While I can’t vouch completely for their need for inclusion, I can see the temptation and want. As a texture alone, the words move and swirl, giving clarity that might otherwise be missing. But I can’t help but feel a lean too far towards house blueprints, that have otherwise been joyously toyed with.
After ‘Happy’ comes ‘Tranquil’, with the down tempo comfort of nostalgic revival that reveals a soft uplift in feel. Occasional flecks of acoustic guitars add a cool glaze and frost to the earth sounding synths. There’s a new flexibility, a less tempered beat, a high croon of bent notes that slink through the shadows, bring in something that sounds like reflection. There’s the icy jerked soundscapes of Ghost Culture and Fader, with the calm reassurance and magnetic pull of Teen Daze and M83 chillwave.

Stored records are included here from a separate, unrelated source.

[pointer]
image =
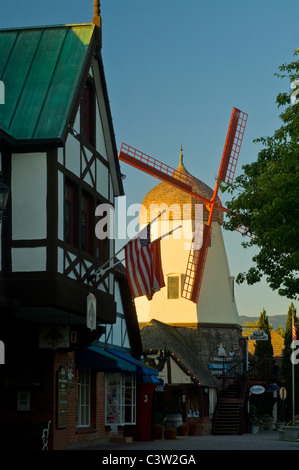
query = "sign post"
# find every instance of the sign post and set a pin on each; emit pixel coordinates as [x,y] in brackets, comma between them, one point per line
[282,394]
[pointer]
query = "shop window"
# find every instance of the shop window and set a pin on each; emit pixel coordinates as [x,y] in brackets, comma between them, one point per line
[87,118]
[86,223]
[70,213]
[83,401]
[120,399]
[173,286]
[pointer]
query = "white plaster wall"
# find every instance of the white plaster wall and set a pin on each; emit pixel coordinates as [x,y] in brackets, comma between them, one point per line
[0,224]
[100,138]
[29,196]
[29,259]
[216,302]
[102,179]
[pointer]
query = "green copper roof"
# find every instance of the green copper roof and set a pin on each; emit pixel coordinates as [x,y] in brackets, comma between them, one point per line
[41,69]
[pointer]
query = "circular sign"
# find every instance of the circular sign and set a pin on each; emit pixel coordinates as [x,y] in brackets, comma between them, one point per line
[257,389]
[282,393]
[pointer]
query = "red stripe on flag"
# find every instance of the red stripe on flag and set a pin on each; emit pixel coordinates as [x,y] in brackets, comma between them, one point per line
[144,268]
[294,333]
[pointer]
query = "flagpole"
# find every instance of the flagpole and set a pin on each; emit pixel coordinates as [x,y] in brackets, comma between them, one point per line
[121,261]
[121,249]
[293,370]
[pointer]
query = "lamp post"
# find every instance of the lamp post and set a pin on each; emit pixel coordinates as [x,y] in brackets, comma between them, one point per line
[4,193]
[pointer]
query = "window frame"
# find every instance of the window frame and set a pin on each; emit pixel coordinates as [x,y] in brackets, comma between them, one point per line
[170,278]
[87,113]
[120,399]
[84,399]
[70,203]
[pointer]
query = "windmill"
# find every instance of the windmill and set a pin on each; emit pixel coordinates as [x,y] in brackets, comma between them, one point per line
[197,256]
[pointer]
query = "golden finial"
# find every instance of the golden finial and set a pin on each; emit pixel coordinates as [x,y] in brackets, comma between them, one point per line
[181,155]
[97,13]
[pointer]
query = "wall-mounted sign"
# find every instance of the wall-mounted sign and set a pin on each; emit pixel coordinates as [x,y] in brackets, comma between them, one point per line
[272,388]
[62,398]
[283,393]
[258,335]
[257,389]
[54,336]
[91,316]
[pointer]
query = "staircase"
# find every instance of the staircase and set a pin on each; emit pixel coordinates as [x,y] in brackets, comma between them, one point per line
[230,416]
[229,413]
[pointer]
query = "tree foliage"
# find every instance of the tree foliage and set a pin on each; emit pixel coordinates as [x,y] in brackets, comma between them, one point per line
[264,347]
[267,201]
[287,364]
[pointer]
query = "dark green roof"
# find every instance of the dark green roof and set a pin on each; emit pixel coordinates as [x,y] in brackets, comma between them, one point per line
[42,70]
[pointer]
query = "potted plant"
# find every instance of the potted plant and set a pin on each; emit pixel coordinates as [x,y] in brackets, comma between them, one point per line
[291,431]
[268,423]
[170,433]
[254,419]
[158,431]
[183,430]
[193,427]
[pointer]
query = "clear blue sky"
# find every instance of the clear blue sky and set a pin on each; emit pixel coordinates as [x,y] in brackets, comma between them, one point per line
[174,70]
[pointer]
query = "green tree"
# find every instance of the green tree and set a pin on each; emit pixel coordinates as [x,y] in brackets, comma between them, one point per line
[267,201]
[264,347]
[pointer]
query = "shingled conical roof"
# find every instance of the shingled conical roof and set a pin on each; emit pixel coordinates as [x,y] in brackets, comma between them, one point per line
[183,204]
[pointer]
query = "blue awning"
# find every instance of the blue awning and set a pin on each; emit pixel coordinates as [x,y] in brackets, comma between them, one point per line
[141,368]
[98,358]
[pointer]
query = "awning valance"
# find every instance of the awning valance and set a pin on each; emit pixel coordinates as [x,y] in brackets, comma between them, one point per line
[98,358]
[141,367]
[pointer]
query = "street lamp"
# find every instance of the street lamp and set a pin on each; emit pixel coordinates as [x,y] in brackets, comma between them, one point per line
[4,193]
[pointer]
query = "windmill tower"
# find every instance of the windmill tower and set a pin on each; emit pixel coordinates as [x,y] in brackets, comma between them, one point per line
[199,290]
[215,303]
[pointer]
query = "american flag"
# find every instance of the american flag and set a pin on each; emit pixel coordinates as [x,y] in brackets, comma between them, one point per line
[143,265]
[294,331]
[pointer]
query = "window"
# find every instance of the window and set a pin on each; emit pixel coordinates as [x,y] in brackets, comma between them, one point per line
[70,213]
[173,286]
[83,401]
[120,399]
[87,120]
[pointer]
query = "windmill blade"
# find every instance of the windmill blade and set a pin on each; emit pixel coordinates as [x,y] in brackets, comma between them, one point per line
[196,265]
[232,146]
[159,170]
[244,231]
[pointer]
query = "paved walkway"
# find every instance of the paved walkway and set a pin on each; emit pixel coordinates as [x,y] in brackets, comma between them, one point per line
[261,441]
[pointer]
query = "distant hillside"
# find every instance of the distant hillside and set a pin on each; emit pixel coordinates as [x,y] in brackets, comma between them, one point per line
[276,320]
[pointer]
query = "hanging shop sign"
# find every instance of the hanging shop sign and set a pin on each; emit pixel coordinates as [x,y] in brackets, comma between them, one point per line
[258,335]
[272,388]
[62,398]
[257,389]
[91,317]
[54,336]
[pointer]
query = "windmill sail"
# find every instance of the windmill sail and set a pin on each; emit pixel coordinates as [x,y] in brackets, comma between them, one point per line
[197,258]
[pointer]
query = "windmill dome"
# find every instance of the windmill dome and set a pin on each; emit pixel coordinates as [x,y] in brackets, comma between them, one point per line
[181,204]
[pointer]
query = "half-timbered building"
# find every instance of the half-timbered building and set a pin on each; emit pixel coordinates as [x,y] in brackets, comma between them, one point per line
[58,157]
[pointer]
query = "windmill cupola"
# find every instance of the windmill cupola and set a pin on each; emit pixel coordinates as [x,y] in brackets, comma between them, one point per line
[181,204]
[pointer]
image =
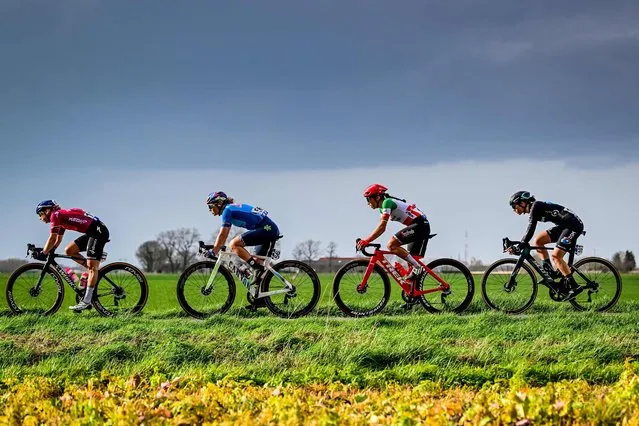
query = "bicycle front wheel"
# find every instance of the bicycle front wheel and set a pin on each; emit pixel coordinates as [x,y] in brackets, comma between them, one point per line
[504,291]
[601,282]
[461,290]
[121,289]
[355,300]
[298,301]
[33,290]
[199,300]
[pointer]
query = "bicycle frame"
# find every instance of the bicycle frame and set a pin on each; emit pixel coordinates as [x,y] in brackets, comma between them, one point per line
[379,257]
[224,258]
[50,262]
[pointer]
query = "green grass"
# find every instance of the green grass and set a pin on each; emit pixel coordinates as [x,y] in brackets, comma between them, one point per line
[550,342]
[163,300]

‘Long Mile’ is the loosest, least lucid of all, with twisted, manipulated electro organics. It’s a flow, it’s a sketch, we’re in a dream of cool neons. Like some unfocused image or first draft of a memory, it drifts and collects and unsettles. Uneven attacks wilt and wallow, they’re pinned down by pristine percussion. It’s emotive and mournful, short lived and clean, it almost begs for answers when over.
To call Rook “a musician of the bedroom variety”, as he said in that shy five-line into, is a disservice to sounds he creates. In the bodies of music and playlists sent over, there’s loose linked expressions of imagination, intrigue, excitement and glitch-filtered flow. This first single just hints at the expansive tracks that I hope he’ll release in good time. There’s two year’s worth of work to unearth, and a vast wealth of crystallised sharpened ideas to let loose on new sets of ears.